M.ボビスワクチンを開示している当技術分野で入手可能な参考文献がいくつか存在する。米国特許番号6,548,069は、少なくとも2つの死滅したM.ボビス株を有する全細胞不活性化細菌ワクチン(バクテリン)を包含するワクチン組成物を開示している。他の入手可能な参考文献には、不活性化ワクチンを製造するために10回よりも少なくM.ボビス株を継代することが開示されているが、連続継代を介して感染性又は病原性のM.ボビス株を弱毒化することや、そのような弱毒化生M.ボビス株を非病原性の生培養ワクチンの本質とすることは述べられていない。
先行技術は、死滅したM.ボビスがマイコプラズマ・ボビス感染と関連する臨床症状の重症度を軽減するのに効果的又は効率的ではないという点で不十分である。低レベルでの継代を行っても、臨床症状が大きく軽減されるほど高い有効性を有するマイコプラズマワクチンは産生されない。低代継代で不活性化された入手可能なM.ボビスワクチンは、臨床症状の重症度において大きな軽減を示さない。また、前記米国特許番号6,548,069は、高代継代したM.ボビスの弱毒化株を免疫原性又はワクチン組成物に用いるという思想を以下の教示により意識的に強く排除している。

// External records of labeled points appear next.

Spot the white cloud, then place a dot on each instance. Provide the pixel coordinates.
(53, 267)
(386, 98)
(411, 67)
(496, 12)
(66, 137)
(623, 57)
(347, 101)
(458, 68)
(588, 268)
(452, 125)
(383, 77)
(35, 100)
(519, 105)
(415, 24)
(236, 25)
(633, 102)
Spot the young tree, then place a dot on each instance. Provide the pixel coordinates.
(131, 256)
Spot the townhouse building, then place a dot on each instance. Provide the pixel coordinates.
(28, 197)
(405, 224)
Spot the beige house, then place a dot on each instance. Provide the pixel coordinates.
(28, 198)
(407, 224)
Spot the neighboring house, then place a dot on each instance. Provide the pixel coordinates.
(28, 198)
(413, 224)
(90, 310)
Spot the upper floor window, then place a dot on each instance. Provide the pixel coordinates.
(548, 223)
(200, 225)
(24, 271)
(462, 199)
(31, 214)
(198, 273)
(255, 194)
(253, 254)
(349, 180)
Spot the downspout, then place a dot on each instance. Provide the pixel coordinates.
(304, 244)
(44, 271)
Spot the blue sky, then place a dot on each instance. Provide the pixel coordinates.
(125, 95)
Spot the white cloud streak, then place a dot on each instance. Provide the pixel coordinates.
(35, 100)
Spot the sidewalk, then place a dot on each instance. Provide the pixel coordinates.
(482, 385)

「マイコプラズマ分離株は培養中でその抗原を急速に変えるため、約50回を超える高代継代株を本発明の細菌ワクチン中に用いると、その高代継代株は感染性を失い、より乏しい免疫応答を引き起こし得る。従って、新しい分離株や未だ病原性を有する培養株、すなわち、宿主動物に感染する能力を保持している株を用いることが好ましい。世代の臨界数が存在することは知られていないが、本発明は、大量生産前に約10回以下、好ましくは約5回以下継代したマイコプラズマ株から開始することが好ましい。培養中の低世代(fewer generations)の株を用いることにより、抗原がその自然状態を保ち、これにより感染性微生物に対する防御免疫応答を引き起こすと考えられる。」
例えば、M.Powell及びM.Newman,Plenum Press,1995による「Vaccine Design,The Subunit and Adjuvant Approach」の第147ページに記載されているSPTエマルジョンや、同じくこの本の第183ページに記載されているエマルジョンMF59を用いることが出来る。

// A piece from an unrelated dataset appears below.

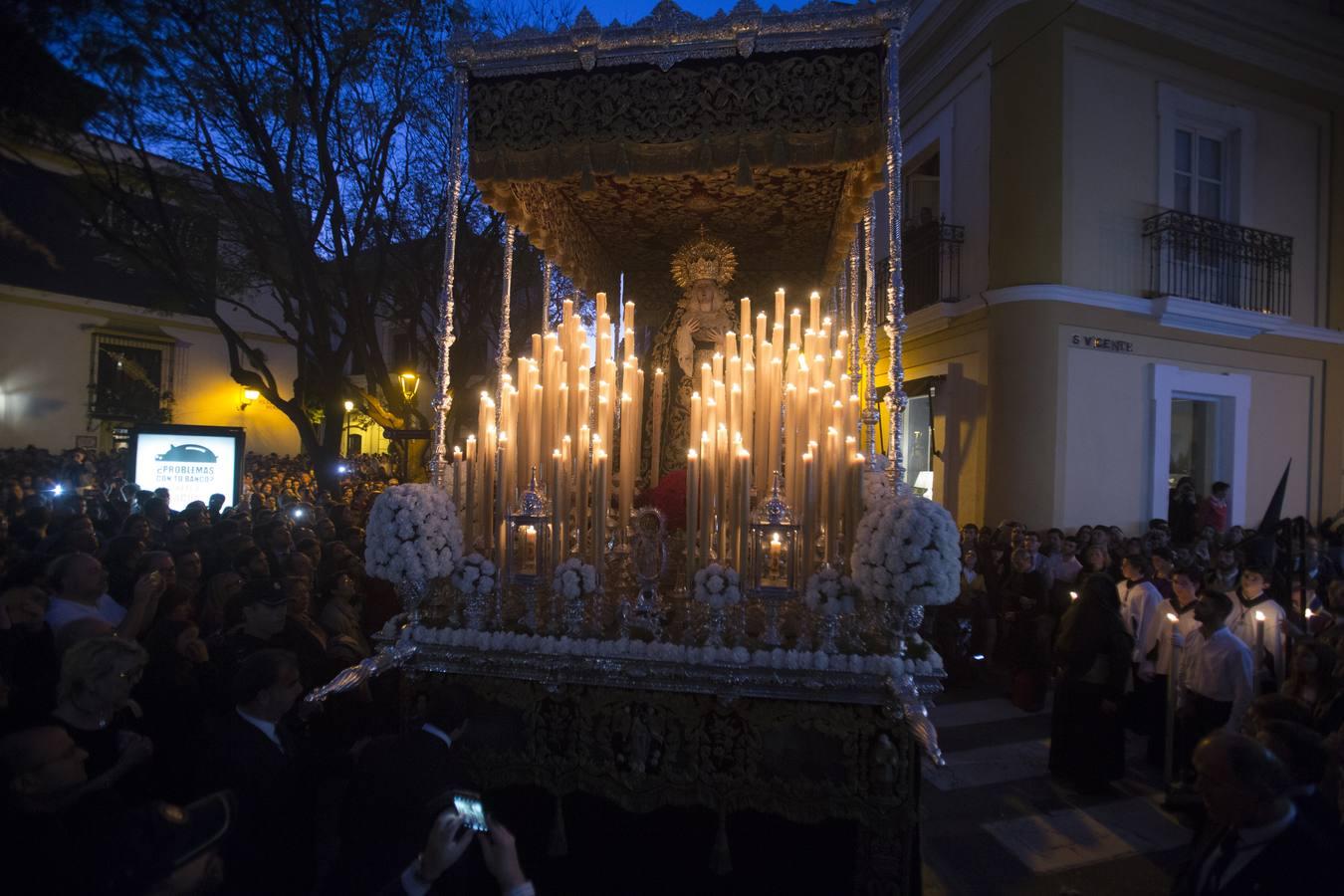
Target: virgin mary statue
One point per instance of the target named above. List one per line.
(692, 334)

「希釈剤」には、水、生理食塩水、デキストロース、エタノール、グリセロールなどが含まれ得る。等張剤には、特に、塩化ナトリウム、デキストロース、マンニトール、ソルビトール及びラクトースが含まれ得る。安定剤には、特に、アルブミン及びエチレンジアミン四酢酸のアルカリ塩が含まれる。
「肺病変の評価」とは、死体解剖後の肺の観察を意味し、硬化、病変及び結節形成の評価並びに胸膜炎及び液体貯留を含む胸腔の評価を含むが、これらに限定されることはない。
本発明において、「有効量」とは、動物におけるM.ボビス感染の発症を低減する又はその重症度を軽減する免疫応答を引き起こすことのできる免疫原性組成物の量を意味する。特に、有効量とは、1投与当たり10E3〜10E10、好ましくは10E6〜10E10のコロニー形成単位(CFU)を意味する。
本明細書において用いられる「そのような投与を必要としている」又は「そのような投与治療を必要としている」とは、前記投与/治療が、本発明による免疫原生組成物を接種される動物の健康若しくは健康に関する他の有益な医学的効果の向上又は改善に関連することを意味する。
従って、他の態様によると、本発明は、上記のように複数回継代又は連続的弱毒化を介して弱毒化されたM.ボビス株の、薬、好ましくは動物用薬(veterinary medicine)としての使用に関する。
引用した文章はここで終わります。